Movilizados como nunca, lloraron casi todos. Los que vieron desde el círculo central el penal fallado por el Cuchu Cambiasso en Alemania, como Messi y Maxi Rodríguez. Los que recibieron el mazazo de los alemanes en Sudáfrica (Romero, Demichelis, Di María, Higuaín y Agüero). Y los que vinieron a Brasil con la ilusión de romper el maleficio de los cuartos.

Todos se emocionaron como jamás lo habían hecho hasta entonces. Pero ninguno como él, que arrastra el mote de perdedor sobre su espalda, explotó en la descarga. A Masche todavía le martillaban los oídos aquellas palabras del Diego. “Basta del llanto de Batistuta, basta del llanto de Mascherano. Necesitamos ganar”. Y a ganar invitó a la tropa.

Rapado para el combate, al técnico dentro de la cancha se le vinieron a la mente las imágenes de los dos últimos Mundiales y de las tres últimas Copa América. Hasta que entró al Mané Garrincha. Ahí no tembló, latió. Porque Mascherano no sólo habló con el corazón: es el corazón de esta enorme ilusión. “Fue muy fuerte, todo fue muy fuerte”, reconoció con el 1-0 a Bélgica recién consumado. “Lo que vivimos en la intimidad y lo que sentimos en el final”.
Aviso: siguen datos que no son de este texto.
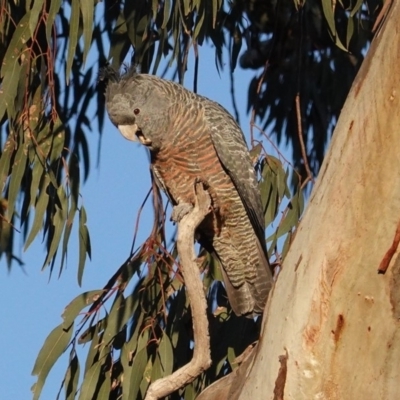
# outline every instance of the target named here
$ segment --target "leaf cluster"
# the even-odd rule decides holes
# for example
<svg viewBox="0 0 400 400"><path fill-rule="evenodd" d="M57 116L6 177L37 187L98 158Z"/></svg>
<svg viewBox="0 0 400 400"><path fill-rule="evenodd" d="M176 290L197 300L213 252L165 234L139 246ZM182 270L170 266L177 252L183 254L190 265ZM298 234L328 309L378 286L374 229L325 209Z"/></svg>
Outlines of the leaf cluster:
<svg viewBox="0 0 400 400"><path fill-rule="evenodd" d="M43 268L50 265L52 272L59 254L61 273L77 218L80 282L91 252L80 182L89 172L85 130L91 129L88 106L97 91L93 68L80 72L91 45L94 4L75 3L78 22L91 21L80 34L72 32L61 0L0 1L0 256L9 267L12 260L22 264L14 254L15 232L22 229L24 249L42 233ZM78 34L82 46L74 43ZM67 66L65 75L60 65ZM70 74L74 85L66 86Z"/></svg>
<svg viewBox="0 0 400 400"><path fill-rule="evenodd" d="M296 97L302 140L316 175L381 6L379 0L234 2L232 13L244 13L248 20L242 25L236 22L232 57L245 42L241 67L263 69L250 82L248 111L261 129L276 135L278 144L290 144L303 178Z"/></svg>

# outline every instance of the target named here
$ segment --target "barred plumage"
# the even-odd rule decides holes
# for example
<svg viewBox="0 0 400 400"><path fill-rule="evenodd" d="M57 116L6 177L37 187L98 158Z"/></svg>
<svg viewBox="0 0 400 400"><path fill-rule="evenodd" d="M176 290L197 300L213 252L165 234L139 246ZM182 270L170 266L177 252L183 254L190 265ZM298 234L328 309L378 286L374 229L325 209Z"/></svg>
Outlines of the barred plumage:
<svg viewBox="0 0 400 400"><path fill-rule="evenodd" d="M174 82L132 71L112 78L111 121L149 149L173 205L193 205L195 180L206 183L213 211L198 229L199 241L221 262L234 312L261 313L272 277L260 193L239 126L218 103Z"/></svg>

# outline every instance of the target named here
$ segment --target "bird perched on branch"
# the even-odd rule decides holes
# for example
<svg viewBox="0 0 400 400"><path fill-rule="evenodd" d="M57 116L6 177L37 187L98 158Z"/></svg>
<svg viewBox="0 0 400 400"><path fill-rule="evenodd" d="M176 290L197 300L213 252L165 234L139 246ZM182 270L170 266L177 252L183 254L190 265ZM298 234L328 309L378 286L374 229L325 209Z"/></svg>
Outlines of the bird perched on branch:
<svg viewBox="0 0 400 400"><path fill-rule="evenodd" d="M263 312L272 286L258 183L242 131L218 103L181 85L110 67L106 107L128 140L150 151L157 184L179 220L204 183L212 211L198 228L200 244L222 265L228 299L237 315Z"/></svg>

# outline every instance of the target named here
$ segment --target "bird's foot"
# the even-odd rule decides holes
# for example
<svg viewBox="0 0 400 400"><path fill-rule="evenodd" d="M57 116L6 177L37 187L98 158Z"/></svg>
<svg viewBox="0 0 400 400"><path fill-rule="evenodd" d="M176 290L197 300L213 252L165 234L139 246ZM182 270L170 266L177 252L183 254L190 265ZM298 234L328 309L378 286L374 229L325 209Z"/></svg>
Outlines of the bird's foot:
<svg viewBox="0 0 400 400"><path fill-rule="evenodd" d="M193 210L193 205L189 203L180 203L172 210L171 221L180 222L180 220Z"/></svg>

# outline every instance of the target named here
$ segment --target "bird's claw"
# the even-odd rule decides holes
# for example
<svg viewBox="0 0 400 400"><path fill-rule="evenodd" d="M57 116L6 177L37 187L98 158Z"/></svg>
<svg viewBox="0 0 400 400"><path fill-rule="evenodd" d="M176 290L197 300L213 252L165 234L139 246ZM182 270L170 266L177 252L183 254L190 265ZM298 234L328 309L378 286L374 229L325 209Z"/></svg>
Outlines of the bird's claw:
<svg viewBox="0 0 400 400"><path fill-rule="evenodd" d="M193 206L189 203L180 203L176 205L171 214L171 221L180 222L180 220L193 210Z"/></svg>

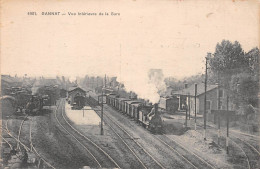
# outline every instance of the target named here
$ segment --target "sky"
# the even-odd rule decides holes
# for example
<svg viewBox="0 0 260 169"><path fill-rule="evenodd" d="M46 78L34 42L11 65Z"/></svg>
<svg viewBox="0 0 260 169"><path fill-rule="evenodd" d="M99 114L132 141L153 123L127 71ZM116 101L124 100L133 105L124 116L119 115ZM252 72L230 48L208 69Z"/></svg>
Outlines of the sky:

Un final que lo vio desgarrarse en un desahogo que rompió la tarde, con su garganta hinchada y la yugular al límite. Demichelis lo rescató del trance con un abrazo del alma, tan conmovedor como el del 78. “No podíamos dejar pasar esta chance. Por eso salimos a jugarlo con la ilusión de lograr algo que otros no habíamos podido lograr. Eran ocho años para mí y 24 para Argentina, pero esto sigue. Sigue y estamos a un paso de la final. El miércoles tenemos que jugar como si la final fuera ésa. No sería de inteligentes si nos quedáramos con esto”.

Y si hay algo que le sobra a Mascherano, además de agallas, es inteligencia. “Todavía podemos hacer más historia”, repitió y se repitió el león de Brasilia (de Brasilia, San Pablo, Porto Alegre, etcétera, etcétera). “No hay nada más lindo que darles felicidad a los otros. No me interesa la felicidad personal. Y yo sé que hoy todo el mundo está feliz”. Empezando por él, que estaba cansado de comer la mierda de la derrota con la Selección.